Many digital signature solutions have been created with different levels of security measures around each. These include ensuring that they are tamper proof by forming a link between the signatory and his signature with the help of an encryption key that may be in the possession of the signatory.  This layered security ensures that the three vital aspects of the digital signature that ensure its legal validity have not been breached. These three aspects are:

 

Authentication: All the signatories are known to each other and can be authenticated easily.

Integrity: The signatories are the same persons who have signed the contract. I.e., the documents and the digital signatures have not been changed en-route

Non-repudiation: None of the signatories to a contract can deny that they are in fact, the actual signatories of the contract

 

But, this however, leaves a glaring gap, the susceptibility to hacks, forgery, and fraud.

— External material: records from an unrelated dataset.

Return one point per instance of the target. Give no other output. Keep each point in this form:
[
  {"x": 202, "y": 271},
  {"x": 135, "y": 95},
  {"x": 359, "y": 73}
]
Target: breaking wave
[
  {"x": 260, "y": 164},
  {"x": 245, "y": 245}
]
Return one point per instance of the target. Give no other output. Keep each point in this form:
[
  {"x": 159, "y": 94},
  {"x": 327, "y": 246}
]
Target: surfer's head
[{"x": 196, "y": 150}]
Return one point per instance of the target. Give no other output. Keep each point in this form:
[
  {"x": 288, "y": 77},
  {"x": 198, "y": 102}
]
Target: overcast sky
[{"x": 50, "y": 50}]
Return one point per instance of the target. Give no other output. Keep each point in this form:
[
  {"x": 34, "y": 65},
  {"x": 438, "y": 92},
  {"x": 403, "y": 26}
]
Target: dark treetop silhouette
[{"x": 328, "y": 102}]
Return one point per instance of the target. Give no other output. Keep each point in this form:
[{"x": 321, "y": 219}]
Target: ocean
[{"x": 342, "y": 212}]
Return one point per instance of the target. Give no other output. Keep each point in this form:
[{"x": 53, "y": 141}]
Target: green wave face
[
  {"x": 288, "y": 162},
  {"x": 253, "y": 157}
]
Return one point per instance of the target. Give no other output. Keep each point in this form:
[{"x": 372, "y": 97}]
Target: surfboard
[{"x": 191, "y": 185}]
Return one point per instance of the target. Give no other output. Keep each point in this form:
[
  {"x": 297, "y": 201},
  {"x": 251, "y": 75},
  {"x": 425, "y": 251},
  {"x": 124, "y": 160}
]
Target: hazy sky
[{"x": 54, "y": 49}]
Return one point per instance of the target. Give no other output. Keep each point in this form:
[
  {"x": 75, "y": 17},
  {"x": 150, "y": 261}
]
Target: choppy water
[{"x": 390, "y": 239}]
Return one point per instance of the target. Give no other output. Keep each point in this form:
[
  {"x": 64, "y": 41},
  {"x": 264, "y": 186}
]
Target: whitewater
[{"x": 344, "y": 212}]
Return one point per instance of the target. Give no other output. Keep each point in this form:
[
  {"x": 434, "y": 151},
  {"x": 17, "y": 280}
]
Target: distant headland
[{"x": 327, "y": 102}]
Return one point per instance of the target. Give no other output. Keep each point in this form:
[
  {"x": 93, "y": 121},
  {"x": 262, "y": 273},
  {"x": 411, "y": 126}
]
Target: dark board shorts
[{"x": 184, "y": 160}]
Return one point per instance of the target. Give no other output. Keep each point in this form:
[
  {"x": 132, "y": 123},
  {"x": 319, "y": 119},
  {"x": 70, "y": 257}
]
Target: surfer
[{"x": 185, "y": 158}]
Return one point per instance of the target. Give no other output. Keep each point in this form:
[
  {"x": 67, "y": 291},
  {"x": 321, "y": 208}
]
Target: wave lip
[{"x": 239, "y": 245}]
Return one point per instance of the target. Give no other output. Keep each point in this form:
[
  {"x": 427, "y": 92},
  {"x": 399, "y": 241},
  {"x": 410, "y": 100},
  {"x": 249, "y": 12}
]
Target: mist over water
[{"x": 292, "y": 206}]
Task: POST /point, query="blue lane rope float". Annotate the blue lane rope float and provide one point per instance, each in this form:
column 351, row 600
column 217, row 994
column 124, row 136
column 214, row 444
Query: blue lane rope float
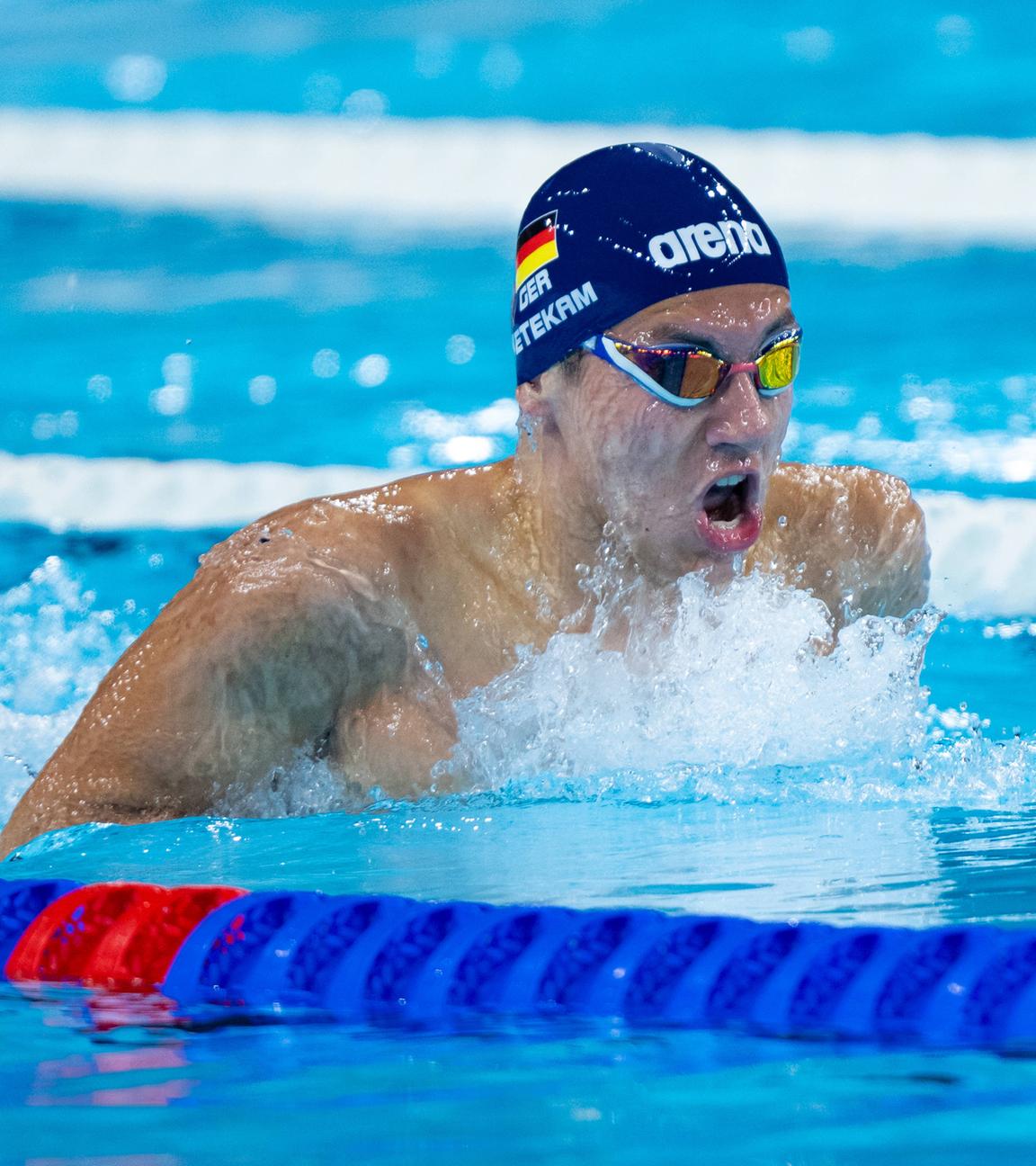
column 363, row 957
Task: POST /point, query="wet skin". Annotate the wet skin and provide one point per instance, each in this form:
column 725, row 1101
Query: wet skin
column 346, row 626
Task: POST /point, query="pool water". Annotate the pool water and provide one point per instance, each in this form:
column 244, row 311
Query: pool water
column 253, row 361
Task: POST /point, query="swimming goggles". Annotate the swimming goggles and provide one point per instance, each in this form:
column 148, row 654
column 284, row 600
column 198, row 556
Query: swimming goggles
column 685, row 374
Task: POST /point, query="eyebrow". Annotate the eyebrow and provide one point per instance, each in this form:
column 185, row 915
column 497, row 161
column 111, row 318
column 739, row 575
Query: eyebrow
column 678, row 335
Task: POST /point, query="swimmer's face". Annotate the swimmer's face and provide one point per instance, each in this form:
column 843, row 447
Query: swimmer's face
column 654, row 468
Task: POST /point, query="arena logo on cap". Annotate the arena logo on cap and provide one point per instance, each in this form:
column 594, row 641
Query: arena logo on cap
column 538, row 245
column 712, row 240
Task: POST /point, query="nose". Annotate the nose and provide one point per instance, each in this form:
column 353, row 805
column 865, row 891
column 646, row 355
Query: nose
column 737, row 417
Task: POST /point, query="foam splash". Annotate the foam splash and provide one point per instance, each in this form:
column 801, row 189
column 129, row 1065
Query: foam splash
column 743, row 700
column 56, row 649
column 737, row 697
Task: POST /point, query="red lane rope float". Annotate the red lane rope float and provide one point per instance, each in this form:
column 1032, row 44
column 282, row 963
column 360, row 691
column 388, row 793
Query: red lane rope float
column 117, row 936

Enter the world of biometric signatures.

 

Biometric verification of a signature now adds yet another level of security to the documents that are a part of a digital transaction.  The idea is to find a very unique way to authenticate and verify signatory because even the most complex passwords can be cracked. Biometrics is the natural answer because it is unique and, if done right, cannot be stolen or duplicated. A ‘bio’ signature is pretty much amongst the highest levels of security solutions out there. It has the capability of recording individual idiosyncrasies of the person signing the digital document. Traditionally biometrics means signing and verifying signatures and documents with retina scan, iris scan, and recently popularized by mobile devices, fingerprints and facial recognition technology. Advanced biometric may also use the personal mannerisms of the signatory such as the ‘flourish’ of the pen when he signs, when he slows down and consequently where he accelerates when signing, his overall rhythm and speed; and many other seemingly random variables that taken together, form a highly personalized and forensically identifiable and therefore utterly unique foolproof signature.

 

And the applications for biometric signatures are endless. They can be as basic as opening a bank account to as complex as closing multi-million dollar deals. Biometrics can also be used in conjunction to a simple 2-form authentication. Biometrics can be used not only to secure the digital transactions but also to restrict access to authorized individuals only.  And we are just getting started.